18.11.2009
Josef Ostermayer: "Damit ist der ORF gerettet"
Der Staatssekretär im Interview in "Salzburger Nachrichten"
Mit der Koalitionseinigung über ein neues ORF-Gesetz erhält das marode Rundfunkunternehmen Luft zum Atmen. In den nächsten vier Jahren will der Bund 160 Millionen Euro, die dem Österreichischen Rundfunk (ORF) an Gebührenbefreiungen entgehen, refundieren. Damit sei die Drohung des ORF, er werde sich wegen Geldmangels aus der Kinofilmförderung zurückziehen, vom Tisch, versichert Medienstaatssekretär Josef Ostermayer den Salzburger Nachrichten (SN).

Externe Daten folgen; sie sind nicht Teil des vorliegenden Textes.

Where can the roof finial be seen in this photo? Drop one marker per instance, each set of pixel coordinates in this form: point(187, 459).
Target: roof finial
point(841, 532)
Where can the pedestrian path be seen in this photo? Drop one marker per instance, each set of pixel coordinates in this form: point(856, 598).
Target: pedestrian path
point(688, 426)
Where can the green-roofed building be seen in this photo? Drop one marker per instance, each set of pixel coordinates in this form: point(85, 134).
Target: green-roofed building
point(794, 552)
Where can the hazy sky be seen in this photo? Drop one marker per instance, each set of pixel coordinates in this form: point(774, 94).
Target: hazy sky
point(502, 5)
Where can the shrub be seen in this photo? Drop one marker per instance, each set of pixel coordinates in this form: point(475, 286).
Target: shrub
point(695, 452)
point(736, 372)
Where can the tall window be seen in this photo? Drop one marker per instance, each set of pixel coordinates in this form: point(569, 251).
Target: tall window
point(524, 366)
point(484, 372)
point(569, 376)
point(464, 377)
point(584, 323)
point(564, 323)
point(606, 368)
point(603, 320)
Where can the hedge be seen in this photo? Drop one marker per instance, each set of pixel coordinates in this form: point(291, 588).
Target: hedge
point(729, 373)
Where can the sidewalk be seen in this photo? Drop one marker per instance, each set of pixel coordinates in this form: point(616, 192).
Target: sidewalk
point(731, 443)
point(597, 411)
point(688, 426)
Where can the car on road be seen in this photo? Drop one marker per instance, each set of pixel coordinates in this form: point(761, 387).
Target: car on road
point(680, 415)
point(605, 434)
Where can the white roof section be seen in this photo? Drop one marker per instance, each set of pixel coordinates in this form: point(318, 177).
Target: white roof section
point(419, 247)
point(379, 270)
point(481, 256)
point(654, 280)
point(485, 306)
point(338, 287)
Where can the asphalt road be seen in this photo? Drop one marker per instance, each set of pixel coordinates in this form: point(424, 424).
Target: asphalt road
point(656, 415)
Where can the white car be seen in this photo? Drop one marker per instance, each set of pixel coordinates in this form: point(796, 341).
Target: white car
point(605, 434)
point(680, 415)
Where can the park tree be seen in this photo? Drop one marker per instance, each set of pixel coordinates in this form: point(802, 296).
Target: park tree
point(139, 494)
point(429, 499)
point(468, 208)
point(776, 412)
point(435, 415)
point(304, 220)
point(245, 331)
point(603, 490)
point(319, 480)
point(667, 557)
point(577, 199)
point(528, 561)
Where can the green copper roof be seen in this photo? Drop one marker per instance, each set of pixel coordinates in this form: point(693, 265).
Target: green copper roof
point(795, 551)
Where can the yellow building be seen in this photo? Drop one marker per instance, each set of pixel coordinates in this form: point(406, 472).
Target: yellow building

SN: Ist der ORF mit dieser Koalitionseinigung gerettet?
Josef Ostermayer: Ich gehe davon aus, dass der ORF damit gerettet ist. Das ist auch ein Verdienst der ORF-Mitarbeiterinnen und -Mitarbeiter und des Betriebsrats, die der Geschäftsleitung massive Zugeständnisse machten. Ohne die Gebührenrefundierung hätte es zu weiteren gravierenden Einschnitten kommen müssen. Und zwar im Programm, beim Film- und Fernsehabkommen, beim Radio-Symphonie-Orchester, hinsichtlich der Untertitelung des Programms und hinsichtlich des Info- und Kulturprogramms.
SN: Die Gebührenrefundierung ist auf vier Jahre befristet. Was ist, wenn die Befristung ausläuft?
Josef Ostermayer: Das hängt auch von der wirtschaftlichen Lage ab, und von der Entwicklung des Werbemarktes. Mein Ziel war, dass wir für diese Legislaturperiode finanzielle Stabilität erreichen. Wenn alle Reformschritte greifen, wird der Bedarf des ORF an weiteren Refundierungen wahrscheinlich sinken. Maßgeblich ist, dass die Refundierung bereits ab 2010 stattfindet und nicht, wie die ÖVP wollte, erst ab 2011.
SN: Beim ORF-Online-Auftritt kommen Werbebeschränkungen, im übrigen Programm nicht. Ist das das letzte Wort?
Josef Ostermayer: Die ÖVP wollte weitere Beschränkungen. Mein Argument ist: Man kann nicht von einem Unternehmen, das anspruchsvolles Programm bieten und Landesstudios erhalten soll, verlangen, auf Werbegeld zu verzichten. Das ist vom Tisch.
SN: Noch im Frühjahr plante die Koalition, den behäbigen Stiftungsrat durch einen schlanken Aufsichtsrat zu ersetzen. Warum ist daraus nichts geworden?
Josef Ostermayer: Erstens hat der Stiftungsrat seit April wesentlich harmonischer agiert als zuvor. Und zweitens hat der geplante Aufsichtsrat bei der Opposition Ängste geweckt, sie solle aus den ORF-Gremien ausgeschlossen werden. Da wir bei der neuen Medienbehörde die Stimmen der Opposition brauchen, wäre es kontraproduktiv gewesen, auf den Aufsichtsrat zu beharren.